Оба брата приветствовали вошедшую Клару Тургеневу.
Завтракали. Николай Иванович говорил мало, ел мало и большими глотками пил бургундское вино. Александр Иванович ел много, пил еще больше и без конца рассказывал о предшествующем вечере. У Софии Петровны Свечиной собрались: Соболевский, польский изгнанник Адам Мицкевич, сухой, высокий человек с горбатым носом, острыми глазами, с печалью тягчайшей внутренней борьбы и несчастий на лице, лишенный сана священник Ламенне, его ученик с лицом Люцифера и ангельской улыбкой, отец Лакордер в доминиканской рясе, экзальтированный автор "Жития св. Терезы", переводчик и почитатель Мицкевича граф Монталамбер и толстый, добродушный суфраган архиепископа парижского Аффра.
-- Не помню его фамилии, -- сказал Александр Иванович. -- Но мне он больше всего понравился. Софья Петровна Свечина обожает Сережу Соболевского, не зная, что этот беспутный ее племянник -- сам атеист и дружит с атеистом Мериме, шляется вместе по всем кабакам и притонам Парижа. У Софии Петровны Соболевский ведет себя скромненько, как мудрец и пифагореец, пьющий чистую воду, никогда не знавши вина. Софья Петровна озабочена спасением души двух блуждающих звезд католической церкви. Отцы Ламенне и Лакордер являются падшими ангелами. Римский папа в последней булле назвал их стремления сочетать католичество с либерализмом "порочным и опасным злодеянием мысли". Софья Петровна -- самая опытная и последовательная ученица иезуита де Местра.

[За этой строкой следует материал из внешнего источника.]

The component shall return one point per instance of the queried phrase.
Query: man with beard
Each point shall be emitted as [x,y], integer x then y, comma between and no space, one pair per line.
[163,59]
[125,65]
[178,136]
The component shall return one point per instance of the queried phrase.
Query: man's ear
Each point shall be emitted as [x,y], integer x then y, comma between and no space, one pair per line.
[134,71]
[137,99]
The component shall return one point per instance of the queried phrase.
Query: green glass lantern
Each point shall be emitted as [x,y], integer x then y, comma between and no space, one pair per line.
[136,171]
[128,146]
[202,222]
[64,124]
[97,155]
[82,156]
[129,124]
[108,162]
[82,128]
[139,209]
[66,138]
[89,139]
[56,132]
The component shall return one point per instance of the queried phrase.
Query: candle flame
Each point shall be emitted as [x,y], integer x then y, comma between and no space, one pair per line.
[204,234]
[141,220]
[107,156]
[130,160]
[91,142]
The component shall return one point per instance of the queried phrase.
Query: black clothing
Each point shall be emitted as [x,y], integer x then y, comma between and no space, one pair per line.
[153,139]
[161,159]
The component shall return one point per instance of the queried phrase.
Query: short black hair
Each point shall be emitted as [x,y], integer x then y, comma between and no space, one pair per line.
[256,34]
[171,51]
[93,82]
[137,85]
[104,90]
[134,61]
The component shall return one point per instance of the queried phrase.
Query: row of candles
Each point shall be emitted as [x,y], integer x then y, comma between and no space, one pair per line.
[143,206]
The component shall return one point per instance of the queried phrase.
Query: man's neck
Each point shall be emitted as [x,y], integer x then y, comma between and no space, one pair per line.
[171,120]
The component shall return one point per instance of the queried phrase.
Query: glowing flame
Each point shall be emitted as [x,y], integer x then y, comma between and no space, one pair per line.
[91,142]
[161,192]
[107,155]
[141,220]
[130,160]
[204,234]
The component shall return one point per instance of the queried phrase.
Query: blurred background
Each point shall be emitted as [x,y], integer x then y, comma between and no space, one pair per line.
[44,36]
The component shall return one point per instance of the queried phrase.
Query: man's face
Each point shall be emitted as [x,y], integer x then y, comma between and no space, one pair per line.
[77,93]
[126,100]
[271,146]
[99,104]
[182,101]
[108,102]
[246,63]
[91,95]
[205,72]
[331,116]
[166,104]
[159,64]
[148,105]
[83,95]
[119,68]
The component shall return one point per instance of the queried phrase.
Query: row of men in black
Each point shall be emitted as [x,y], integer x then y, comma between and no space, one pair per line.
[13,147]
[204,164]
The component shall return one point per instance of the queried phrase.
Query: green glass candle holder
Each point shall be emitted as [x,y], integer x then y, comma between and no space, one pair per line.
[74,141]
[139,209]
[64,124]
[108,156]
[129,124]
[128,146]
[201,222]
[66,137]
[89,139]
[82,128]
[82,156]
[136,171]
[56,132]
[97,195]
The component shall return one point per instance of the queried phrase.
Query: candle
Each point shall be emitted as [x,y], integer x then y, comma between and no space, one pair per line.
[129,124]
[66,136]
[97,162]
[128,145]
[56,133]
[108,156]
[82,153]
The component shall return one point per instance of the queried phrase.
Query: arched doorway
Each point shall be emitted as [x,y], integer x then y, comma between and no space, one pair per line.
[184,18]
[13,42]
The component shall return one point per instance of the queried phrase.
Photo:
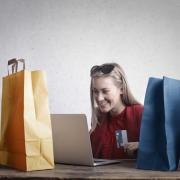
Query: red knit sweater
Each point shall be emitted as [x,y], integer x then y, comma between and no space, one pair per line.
[103,138]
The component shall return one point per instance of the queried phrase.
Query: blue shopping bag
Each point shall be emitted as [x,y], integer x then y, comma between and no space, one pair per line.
[159,147]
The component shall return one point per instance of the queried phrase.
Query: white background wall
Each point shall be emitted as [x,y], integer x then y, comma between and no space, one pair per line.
[67,37]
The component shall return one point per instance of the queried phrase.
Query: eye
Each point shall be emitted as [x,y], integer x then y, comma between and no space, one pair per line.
[105,91]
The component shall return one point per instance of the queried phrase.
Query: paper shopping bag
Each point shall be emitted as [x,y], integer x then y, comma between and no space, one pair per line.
[26,135]
[159,147]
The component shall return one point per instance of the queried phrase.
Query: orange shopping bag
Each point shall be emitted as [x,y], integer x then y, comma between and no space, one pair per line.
[26,134]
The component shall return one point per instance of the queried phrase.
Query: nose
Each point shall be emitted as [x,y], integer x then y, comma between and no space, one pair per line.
[100,97]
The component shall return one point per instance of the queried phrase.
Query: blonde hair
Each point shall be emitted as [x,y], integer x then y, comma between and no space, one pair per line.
[118,75]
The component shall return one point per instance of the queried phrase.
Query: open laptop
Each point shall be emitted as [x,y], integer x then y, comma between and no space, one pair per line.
[71,141]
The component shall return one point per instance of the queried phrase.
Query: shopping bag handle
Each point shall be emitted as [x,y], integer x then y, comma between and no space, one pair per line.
[14,63]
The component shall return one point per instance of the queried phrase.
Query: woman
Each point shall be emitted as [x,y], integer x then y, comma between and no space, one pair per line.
[114,108]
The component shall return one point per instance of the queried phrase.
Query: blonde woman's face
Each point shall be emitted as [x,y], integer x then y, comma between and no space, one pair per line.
[107,95]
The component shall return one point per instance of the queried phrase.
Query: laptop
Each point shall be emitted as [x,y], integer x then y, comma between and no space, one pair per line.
[71,141]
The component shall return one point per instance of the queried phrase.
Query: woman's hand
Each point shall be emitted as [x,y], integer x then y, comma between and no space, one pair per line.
[131,147]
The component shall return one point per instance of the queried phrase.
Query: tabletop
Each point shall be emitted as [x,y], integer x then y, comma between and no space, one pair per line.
[123,170]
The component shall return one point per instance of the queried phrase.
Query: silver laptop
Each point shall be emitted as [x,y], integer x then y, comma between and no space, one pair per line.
[71,141]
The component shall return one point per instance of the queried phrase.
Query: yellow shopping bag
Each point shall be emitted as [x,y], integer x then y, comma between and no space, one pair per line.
[26,134]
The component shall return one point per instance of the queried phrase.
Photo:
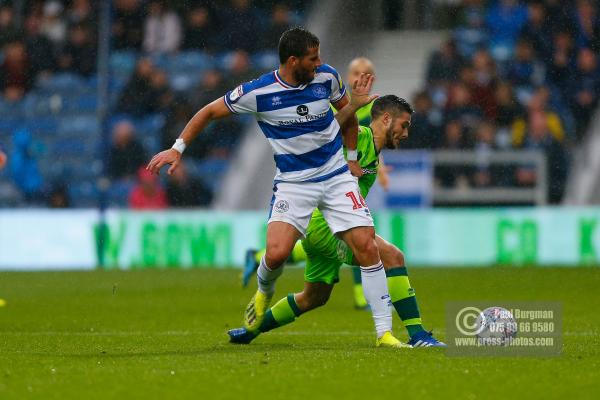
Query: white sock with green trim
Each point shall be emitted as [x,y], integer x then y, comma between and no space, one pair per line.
[376,292]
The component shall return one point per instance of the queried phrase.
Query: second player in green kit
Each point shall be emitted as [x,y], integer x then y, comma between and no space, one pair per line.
[325,253]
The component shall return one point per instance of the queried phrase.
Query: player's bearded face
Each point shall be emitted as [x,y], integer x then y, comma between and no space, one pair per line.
[307,66]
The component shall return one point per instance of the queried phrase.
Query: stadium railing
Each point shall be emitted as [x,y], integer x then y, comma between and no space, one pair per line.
[538,194]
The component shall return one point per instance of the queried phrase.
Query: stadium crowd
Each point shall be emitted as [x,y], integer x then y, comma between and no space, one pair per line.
[513,75]
[59,39]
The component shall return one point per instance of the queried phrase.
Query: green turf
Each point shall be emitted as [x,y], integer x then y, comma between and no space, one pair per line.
[158,334]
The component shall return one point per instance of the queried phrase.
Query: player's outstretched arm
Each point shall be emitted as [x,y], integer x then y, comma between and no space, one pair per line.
[215,110]
[349,128]
[383,174]
[361,90]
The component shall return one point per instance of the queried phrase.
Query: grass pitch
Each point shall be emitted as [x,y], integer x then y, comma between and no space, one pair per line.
[161,334]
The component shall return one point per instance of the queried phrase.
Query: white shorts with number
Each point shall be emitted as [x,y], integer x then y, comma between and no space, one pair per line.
[338,198]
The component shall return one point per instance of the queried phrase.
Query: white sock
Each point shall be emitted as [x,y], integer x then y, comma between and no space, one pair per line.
[376,292]
[267,277]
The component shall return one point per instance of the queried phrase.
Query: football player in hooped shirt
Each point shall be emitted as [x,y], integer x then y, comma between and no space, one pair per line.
[292,108]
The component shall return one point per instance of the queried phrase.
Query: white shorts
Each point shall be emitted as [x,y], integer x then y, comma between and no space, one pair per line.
[338,198]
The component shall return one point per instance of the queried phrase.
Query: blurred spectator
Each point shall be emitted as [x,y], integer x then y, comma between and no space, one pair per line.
[162,94]
[81,12]
[240,70]
[126,154]
[559,14]
[3,159]
[23,166]
[392,11]
[507,107]
[212,86]
[585,24]
[59,197]
[484,145]
[146,92]
[8,31]
[16,73]
[137,94]
[424,130]
[38,46]
[444,64]
[481,83]
[460,107]
[148,194]
[538,30]
[504,21]
[200,30]
[178,115]
[79,55]
[583,90]
[538,108]
[186,191]
[240,26]
[524,71]
[162,29]
[280,22]
[454,139]
[563,60]
[54,26]
[540,138]
[471,35]
[127,29]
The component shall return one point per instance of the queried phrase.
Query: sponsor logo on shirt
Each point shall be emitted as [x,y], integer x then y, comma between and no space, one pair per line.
[236,94]
[282,206]
[302,110]
[319,92]
[306,118]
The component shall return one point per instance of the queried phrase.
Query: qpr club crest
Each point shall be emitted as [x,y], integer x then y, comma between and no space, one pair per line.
[319,91]
[236,94]
[282,206]
[302,110]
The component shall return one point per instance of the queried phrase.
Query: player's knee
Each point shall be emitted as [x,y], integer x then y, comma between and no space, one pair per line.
[318,299]
[276,255]
[366,245]
[310,300]
[396,257]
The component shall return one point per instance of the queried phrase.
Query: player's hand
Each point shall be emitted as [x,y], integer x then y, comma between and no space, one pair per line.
[171,157]
[383,177]
[361,89]
[355,168]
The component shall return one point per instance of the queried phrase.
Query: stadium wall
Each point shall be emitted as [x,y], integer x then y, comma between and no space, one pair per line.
[40,239]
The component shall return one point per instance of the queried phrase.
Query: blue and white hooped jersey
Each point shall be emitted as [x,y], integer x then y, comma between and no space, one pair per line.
[298,123]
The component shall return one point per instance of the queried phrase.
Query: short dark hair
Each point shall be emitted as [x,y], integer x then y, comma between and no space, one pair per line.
[296,42]
[390,103]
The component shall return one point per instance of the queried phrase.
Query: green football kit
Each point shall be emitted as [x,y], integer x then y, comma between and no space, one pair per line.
[325,252]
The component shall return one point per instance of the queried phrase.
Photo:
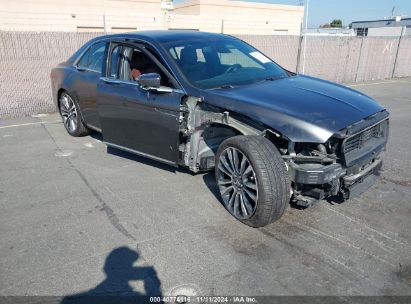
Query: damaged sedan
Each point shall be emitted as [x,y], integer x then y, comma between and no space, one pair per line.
[212,102]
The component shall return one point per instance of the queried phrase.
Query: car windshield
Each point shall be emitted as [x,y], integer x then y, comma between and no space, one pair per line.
[220,63]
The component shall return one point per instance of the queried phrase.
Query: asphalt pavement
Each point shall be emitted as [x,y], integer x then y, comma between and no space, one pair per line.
[76,216]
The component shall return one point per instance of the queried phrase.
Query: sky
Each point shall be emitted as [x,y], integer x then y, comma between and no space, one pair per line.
[324,11]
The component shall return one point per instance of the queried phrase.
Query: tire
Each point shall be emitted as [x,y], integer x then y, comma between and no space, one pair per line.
[70,113]
[257,197]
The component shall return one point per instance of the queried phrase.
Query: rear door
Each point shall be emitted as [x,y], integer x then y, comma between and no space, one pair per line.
[89,69]
[135,119]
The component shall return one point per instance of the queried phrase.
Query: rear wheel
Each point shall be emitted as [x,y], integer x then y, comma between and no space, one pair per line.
[252,179]
[71,117]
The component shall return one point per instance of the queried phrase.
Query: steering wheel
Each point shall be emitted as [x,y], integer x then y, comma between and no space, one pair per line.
[233,68]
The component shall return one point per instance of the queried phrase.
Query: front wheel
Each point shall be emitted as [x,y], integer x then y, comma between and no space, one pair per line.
[252,179]
[69,111]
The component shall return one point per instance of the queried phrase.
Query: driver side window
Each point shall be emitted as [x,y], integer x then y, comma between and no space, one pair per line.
[127,63]
[93,58]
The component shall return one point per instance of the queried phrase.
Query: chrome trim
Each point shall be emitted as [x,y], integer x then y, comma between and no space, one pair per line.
[352,178]
[160,89]
[141,154]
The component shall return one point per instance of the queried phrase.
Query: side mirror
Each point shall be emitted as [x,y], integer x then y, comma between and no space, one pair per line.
[152,81]
[149,81]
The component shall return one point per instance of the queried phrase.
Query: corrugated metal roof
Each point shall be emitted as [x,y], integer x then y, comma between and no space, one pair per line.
[381,23]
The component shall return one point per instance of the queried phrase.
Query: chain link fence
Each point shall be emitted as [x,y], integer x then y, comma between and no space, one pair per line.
[26,59]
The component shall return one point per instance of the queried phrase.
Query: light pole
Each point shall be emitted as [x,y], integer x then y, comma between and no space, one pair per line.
[305,32]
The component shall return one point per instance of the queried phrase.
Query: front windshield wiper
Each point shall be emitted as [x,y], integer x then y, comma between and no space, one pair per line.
[225,86]
[272,78]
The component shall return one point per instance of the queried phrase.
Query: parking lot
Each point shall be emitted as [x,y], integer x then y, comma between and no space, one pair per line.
[76,216]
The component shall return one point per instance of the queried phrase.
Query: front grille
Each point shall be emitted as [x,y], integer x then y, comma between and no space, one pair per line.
[364,145]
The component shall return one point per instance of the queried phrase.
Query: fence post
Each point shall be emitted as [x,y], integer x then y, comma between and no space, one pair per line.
[396,54]
[359,60]
[104,23]
[300,41]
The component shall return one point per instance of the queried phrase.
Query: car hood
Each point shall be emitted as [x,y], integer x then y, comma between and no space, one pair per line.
[302,108]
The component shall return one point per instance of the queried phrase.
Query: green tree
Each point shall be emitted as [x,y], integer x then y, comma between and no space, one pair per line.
[336,23]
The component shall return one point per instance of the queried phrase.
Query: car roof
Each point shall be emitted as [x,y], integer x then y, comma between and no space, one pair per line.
[167,35]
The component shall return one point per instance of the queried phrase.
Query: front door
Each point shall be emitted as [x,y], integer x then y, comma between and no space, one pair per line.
[135,119]
[89,72]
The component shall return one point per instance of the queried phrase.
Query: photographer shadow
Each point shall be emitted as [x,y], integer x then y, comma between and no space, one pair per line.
[115,288]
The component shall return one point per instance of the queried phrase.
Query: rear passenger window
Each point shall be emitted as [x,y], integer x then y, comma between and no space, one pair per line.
[93,57]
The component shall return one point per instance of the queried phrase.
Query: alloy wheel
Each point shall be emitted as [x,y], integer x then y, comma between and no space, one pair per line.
[237,183]
[68,112]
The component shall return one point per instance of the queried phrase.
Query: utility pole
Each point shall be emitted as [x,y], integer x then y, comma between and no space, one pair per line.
[305,34]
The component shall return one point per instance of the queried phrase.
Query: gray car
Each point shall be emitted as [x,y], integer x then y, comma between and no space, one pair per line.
[209,101]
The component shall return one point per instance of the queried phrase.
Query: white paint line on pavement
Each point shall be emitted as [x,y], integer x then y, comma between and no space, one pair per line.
[29,124]
[374,83]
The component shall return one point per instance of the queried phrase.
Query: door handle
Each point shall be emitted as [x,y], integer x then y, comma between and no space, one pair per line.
[110,81]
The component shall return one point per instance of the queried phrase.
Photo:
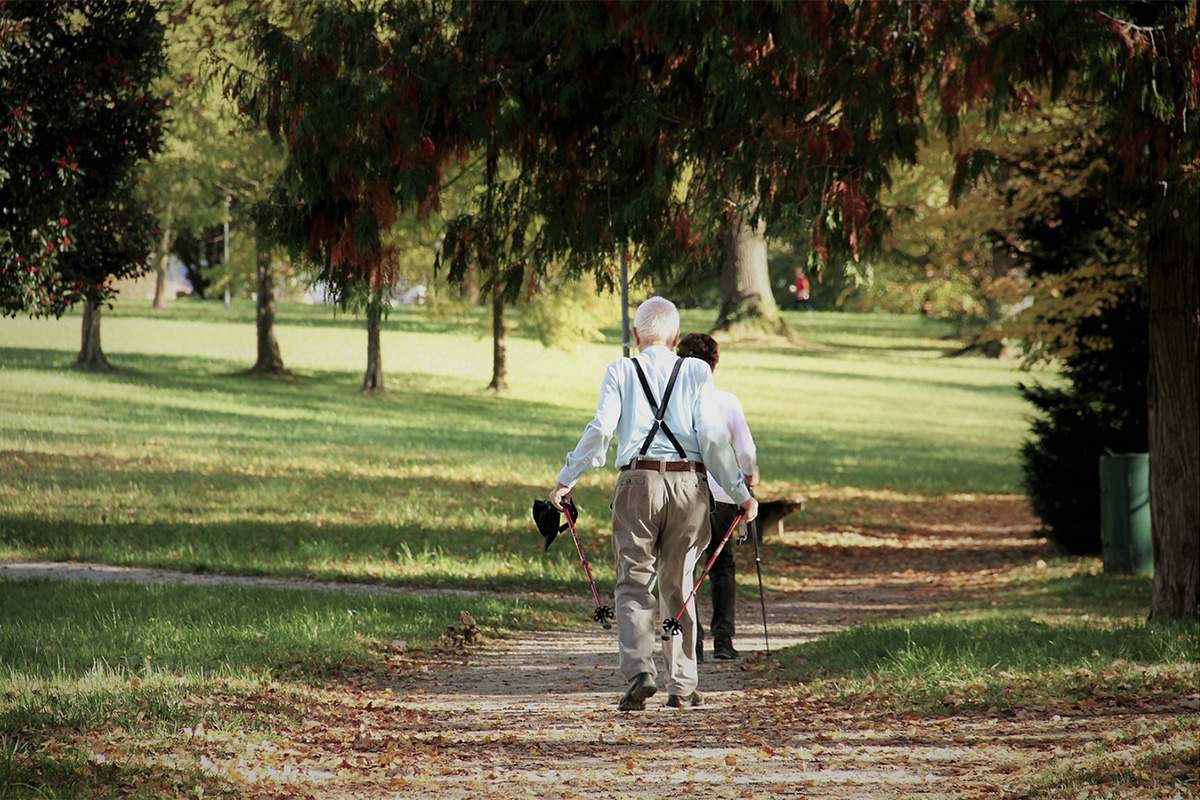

Эта самоотверженная душа имеет тайное поручение архиепископа парижского, а может быть, кого-нибудь и выше, возвратить Ламенне и Лакордера в лоно правоверия.
-- Простите, я вас перерву, -- сказал Николай Тургенев, -- я терпеть не могу католического бреда. Вы сами мне описывали комическими красками римского папу в золотой карете, окруженного жандармами. Вы мне приводили даже слова вашего зубоскала Беля: "Так ныне ездят только уголовные преступники во всех странах, кроме Рима". Кстати, что за нелепость: маркиз де Ноайль, почитатель вашей Софии Петровны, дал ей совсем смехотворную характеристику. Он дурак, ваш Ноайль! В передовице католической газеты он величает нашу соотечественницу с нарочитой любезностью этаким совсем русским комплиментом: французскими буквами он называет ее клюква подснежная".. Вот так клюква!!!
Клара Тургенева просила перевести. Разговор шел по-французски, и только последние слова были произнесены Николаем Тургеневым по-русски.
-- Это одна из французских нелепостей в суждении о России, -- сказал Александр Иванович. -- Проспер Мериме передавал мне суждение на смерть Пушкина, бывшее в салоне Виргинии Ансло. Вся эта компания убеждена, что смерть Пушкина есть подготовленное интригой уничтожение противника. Мадам Ансло говорит даже, повторяя слова Беля-Стендаля, что если бы "северный поэт не был убит на дуэли", а, положим, ранил бы Дантеса, то, несомненно, десяток-другой подставных гвардейских офицеров в какие-нибудь две недели нашли бы двенадцать случаев вызвать его на дуэль, наступая ему на ногу или толкая его локтем ради политического бретёрства".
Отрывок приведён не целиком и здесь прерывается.